Hina Islam & Nabi Muhammad, GP Ansor Desak Jokowi Bersikap soal Macron

Selasa, 27/10/2020 07:26 WIB
Hina Islam & Nabi Muhammad, GP Ansor Desak Jokowi Bersikap soal Macron. (Detik).

Hina Islam & Nabi Muhammad, GP Ansor Desak Jokowi Bersikap soal Macron. (Detik).

Jakarta, law-justice.co - Gerakan Pemuda Ansor (GP Ansor) mendesak Presiden Joko Widodo menyatakan sikap terhadap pernyataan kontroversial Presiden Prancis Emmanuel Macron yang dinilai menghina Islam dan Nabi Muhammad.

Ketua Pimpinan Pusat Gerakan Pemuda Ansor (GP Ansor), Luqman Hakim mengatakan, hal itu penting mengingat Jokowi merupakan pemimpin negara dengan penduduk muslim terbesar didunia.

"Sebagai Presiden negara muslim terbesar, Pak @jokowi perlu nyatakan sikap terhadap Macron, mewakili umat Islam Indonesia yang tidak terima agamanya dihina," kata Luqman dalam akun Twitter resminya @LuqmanbeeNKRI, Senin (26/10).

Jika Presiden Jokowi tak bersikap atas pernyataan Macron tersebut, Luqman mengaku khawatir persepsi publik yang menilai Jokowi butuh umat Islam saat Pilpres semata menjadi terbukti sahih.

Luqman menyatakan Macron kerap menghina Islam selama sebulan belakangan ini. Ia mencontohkan pernyataan Macron yang dianggap menyinggung umat muslim adalah kalimat, "Islam adalah agama yang sedang mengalami krisis di seluruh dunia".

"Sudah banyak negara yang nuntut Macron minta maaf pada umat Islam. Sampai saat ini, saya belum dengar/baca pernyataan Pak @jokowi sebagai Presiden negeri muslim terbesar soal ini," kata Luqman.

Sementara itu juru bicara presiden, Fadjroel Rachman tak merespons pesan singkat yang disampaikan saat disinggung soal permintaan GP Ansor.

Gelombang penolakan terhadap pernyataan Macron itu sudah bergema di kawasan Arab dan Timur Tengah. Bahkan, negara-negara seperti Kuwait dan Qatar telah memboikot produk-produk Prancis di toko-toko.

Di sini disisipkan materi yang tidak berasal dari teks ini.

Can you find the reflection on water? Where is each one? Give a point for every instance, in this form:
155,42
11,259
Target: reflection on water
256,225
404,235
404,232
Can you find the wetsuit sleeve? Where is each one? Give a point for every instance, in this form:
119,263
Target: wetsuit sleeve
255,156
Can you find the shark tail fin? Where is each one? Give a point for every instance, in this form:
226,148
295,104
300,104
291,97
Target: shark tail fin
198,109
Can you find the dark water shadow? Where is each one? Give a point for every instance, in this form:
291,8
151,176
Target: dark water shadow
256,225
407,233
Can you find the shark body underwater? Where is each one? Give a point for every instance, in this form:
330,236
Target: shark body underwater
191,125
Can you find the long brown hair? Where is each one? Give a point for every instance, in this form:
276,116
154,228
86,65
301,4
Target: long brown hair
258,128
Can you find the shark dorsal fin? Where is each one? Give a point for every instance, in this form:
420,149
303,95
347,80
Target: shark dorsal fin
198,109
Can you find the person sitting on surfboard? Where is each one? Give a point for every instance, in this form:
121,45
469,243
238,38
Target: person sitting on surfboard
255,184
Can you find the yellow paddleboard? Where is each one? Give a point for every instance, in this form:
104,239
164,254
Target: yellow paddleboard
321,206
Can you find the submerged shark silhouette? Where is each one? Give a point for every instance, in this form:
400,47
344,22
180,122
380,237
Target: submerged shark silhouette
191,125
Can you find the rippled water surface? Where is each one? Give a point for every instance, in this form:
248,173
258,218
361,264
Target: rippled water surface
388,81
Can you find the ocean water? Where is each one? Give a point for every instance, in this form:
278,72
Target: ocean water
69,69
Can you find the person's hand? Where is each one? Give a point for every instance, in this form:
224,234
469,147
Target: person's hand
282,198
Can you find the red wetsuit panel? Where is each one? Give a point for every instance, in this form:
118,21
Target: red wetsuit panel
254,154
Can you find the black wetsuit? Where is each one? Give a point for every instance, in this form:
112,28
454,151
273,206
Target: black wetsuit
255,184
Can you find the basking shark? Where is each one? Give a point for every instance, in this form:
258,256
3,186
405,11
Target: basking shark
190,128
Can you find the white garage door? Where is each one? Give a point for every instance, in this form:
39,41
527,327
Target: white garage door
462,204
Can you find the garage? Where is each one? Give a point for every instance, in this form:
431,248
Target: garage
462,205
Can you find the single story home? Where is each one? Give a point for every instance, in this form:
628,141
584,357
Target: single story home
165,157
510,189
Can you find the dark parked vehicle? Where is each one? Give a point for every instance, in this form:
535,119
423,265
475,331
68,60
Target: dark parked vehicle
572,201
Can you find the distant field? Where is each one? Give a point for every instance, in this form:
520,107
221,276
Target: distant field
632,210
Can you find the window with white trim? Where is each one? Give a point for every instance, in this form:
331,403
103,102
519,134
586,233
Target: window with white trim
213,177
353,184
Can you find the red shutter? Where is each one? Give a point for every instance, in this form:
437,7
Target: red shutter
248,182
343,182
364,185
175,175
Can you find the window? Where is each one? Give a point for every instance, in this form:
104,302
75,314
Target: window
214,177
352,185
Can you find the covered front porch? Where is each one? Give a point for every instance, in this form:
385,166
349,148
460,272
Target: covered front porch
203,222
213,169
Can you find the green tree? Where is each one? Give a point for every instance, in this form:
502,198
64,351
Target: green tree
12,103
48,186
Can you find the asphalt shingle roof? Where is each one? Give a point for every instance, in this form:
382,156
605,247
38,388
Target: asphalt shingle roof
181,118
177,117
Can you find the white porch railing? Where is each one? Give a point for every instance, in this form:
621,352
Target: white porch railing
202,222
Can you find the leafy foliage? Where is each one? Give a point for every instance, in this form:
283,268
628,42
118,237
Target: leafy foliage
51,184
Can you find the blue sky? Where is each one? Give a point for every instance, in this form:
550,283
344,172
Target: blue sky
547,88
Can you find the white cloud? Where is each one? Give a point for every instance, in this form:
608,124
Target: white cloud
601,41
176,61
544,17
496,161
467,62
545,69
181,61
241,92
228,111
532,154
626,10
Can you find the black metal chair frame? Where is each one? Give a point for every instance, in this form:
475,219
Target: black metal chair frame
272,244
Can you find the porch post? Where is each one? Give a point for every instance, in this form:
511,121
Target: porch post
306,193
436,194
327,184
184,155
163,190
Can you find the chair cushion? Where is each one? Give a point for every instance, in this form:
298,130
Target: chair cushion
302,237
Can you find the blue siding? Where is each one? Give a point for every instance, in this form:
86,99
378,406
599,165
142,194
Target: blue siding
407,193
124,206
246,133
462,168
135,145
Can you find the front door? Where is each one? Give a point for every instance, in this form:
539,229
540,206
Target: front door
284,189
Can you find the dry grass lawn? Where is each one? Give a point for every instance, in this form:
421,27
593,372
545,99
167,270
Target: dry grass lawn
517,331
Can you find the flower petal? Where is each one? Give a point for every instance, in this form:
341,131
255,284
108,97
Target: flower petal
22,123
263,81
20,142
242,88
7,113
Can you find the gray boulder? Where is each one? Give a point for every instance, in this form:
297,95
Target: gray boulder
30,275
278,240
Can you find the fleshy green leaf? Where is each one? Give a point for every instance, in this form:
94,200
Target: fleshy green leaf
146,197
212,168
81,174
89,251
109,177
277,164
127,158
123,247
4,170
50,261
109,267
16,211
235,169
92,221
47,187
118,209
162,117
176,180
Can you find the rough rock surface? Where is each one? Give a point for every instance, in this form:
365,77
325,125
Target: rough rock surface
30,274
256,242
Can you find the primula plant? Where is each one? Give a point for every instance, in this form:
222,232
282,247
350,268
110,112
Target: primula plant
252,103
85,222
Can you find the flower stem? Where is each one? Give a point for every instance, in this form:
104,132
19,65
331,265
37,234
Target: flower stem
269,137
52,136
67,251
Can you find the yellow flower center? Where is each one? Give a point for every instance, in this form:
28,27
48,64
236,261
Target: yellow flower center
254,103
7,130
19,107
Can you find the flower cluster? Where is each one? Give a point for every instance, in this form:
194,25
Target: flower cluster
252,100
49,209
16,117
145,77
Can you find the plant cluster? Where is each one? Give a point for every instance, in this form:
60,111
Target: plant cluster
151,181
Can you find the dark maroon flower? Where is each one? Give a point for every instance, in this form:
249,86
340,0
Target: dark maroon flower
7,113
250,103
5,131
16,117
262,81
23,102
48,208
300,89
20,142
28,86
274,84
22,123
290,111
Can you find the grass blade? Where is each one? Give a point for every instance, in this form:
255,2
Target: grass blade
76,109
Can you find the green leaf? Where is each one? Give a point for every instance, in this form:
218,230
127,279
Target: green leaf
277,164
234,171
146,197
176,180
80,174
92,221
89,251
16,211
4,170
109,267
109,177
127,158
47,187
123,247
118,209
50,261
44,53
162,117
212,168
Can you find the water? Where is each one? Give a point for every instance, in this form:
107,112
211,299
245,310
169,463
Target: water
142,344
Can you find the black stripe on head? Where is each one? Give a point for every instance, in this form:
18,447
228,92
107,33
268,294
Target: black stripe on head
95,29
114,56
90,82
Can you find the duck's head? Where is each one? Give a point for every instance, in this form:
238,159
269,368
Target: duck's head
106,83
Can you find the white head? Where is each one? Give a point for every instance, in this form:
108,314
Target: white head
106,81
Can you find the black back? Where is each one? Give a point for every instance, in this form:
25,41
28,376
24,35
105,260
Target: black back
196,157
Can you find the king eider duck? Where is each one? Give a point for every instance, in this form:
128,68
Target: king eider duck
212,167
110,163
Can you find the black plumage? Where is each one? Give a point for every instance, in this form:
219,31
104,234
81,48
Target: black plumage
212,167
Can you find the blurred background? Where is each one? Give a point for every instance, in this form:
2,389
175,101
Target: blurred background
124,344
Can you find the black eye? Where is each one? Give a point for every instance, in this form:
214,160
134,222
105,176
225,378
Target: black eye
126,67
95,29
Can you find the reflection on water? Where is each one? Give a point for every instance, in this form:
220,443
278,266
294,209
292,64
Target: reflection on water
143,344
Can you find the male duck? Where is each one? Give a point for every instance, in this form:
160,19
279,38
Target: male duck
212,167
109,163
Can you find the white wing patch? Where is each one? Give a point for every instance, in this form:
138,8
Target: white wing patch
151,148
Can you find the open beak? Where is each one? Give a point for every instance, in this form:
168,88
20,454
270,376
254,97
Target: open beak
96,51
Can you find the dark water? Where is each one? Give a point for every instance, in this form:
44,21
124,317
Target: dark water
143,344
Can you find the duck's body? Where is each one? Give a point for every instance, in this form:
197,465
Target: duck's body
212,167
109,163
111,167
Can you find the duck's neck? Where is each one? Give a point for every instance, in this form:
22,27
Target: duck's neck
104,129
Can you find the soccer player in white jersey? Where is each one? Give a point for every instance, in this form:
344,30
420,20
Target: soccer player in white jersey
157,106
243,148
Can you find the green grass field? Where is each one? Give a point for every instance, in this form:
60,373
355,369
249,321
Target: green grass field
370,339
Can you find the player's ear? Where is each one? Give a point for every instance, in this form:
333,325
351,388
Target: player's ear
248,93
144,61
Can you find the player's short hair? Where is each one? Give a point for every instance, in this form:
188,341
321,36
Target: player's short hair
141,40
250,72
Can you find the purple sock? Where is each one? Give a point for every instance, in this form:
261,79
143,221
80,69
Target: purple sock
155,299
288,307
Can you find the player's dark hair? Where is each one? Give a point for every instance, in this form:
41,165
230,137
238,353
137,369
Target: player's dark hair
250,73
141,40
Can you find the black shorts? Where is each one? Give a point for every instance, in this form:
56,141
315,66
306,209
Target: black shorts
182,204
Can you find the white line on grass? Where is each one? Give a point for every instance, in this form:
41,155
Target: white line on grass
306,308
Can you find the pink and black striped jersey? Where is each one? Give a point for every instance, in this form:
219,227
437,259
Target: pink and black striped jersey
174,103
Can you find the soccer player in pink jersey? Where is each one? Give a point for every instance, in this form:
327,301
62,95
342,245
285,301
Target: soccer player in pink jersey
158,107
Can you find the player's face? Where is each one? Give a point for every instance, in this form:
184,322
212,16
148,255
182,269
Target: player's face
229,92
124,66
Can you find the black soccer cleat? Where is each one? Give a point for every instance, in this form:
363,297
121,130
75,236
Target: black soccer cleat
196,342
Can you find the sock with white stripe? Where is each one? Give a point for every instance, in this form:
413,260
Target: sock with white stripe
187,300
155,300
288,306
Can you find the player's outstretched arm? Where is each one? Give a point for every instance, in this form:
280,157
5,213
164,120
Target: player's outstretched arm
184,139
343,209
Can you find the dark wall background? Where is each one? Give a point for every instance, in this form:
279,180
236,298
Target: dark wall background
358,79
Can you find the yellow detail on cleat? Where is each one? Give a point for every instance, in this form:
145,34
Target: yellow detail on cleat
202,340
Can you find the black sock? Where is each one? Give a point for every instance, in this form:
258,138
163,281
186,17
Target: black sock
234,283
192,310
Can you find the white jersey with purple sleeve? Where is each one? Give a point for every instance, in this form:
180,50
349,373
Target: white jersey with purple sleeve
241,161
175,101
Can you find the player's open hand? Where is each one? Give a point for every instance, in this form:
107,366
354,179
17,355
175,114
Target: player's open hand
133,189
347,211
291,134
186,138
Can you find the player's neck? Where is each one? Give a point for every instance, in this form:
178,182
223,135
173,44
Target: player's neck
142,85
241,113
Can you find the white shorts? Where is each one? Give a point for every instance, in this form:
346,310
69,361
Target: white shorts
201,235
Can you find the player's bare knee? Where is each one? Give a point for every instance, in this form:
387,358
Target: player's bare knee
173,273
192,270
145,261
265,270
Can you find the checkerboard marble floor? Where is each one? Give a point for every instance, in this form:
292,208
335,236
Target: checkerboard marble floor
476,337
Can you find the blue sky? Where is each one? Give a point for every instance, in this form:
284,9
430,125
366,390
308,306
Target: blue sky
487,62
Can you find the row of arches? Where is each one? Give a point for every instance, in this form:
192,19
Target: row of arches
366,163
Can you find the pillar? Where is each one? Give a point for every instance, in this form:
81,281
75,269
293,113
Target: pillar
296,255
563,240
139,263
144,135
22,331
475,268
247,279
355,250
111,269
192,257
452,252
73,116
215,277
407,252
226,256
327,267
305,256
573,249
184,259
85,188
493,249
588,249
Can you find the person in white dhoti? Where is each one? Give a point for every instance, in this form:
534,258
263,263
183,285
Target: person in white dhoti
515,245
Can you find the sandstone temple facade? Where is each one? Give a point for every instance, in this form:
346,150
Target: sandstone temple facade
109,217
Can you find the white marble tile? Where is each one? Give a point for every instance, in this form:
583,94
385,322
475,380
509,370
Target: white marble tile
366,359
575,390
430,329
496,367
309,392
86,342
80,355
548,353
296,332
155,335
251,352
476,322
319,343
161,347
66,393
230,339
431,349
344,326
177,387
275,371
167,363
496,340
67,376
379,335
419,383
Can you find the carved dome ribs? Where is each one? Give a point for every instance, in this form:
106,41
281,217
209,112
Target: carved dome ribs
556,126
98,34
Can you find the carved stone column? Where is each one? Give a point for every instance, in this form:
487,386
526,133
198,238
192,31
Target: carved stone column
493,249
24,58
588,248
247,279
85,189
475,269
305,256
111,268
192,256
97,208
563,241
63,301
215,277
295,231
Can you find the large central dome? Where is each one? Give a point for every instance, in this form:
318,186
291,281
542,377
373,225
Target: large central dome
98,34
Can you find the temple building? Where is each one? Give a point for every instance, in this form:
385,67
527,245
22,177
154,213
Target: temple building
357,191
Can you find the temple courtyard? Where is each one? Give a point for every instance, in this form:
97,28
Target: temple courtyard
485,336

Presiden Turki Recep Tayyip Erdogan menyindir Macron atas kebijakannya terhadap kelompok muslim di Prancis. Ia mengatakan bahwa Macron perlu mengecek kesehatan mental.

Kontroversi pernyataan Macron itu dimulai sejak awal Oktober. Saat itu Macron menyampaikan pernyataan tentang ancaman kelompok radikal Muslim yang ingin mengubah nilai-nilai liberalisme dan sekulerisme di Prancis.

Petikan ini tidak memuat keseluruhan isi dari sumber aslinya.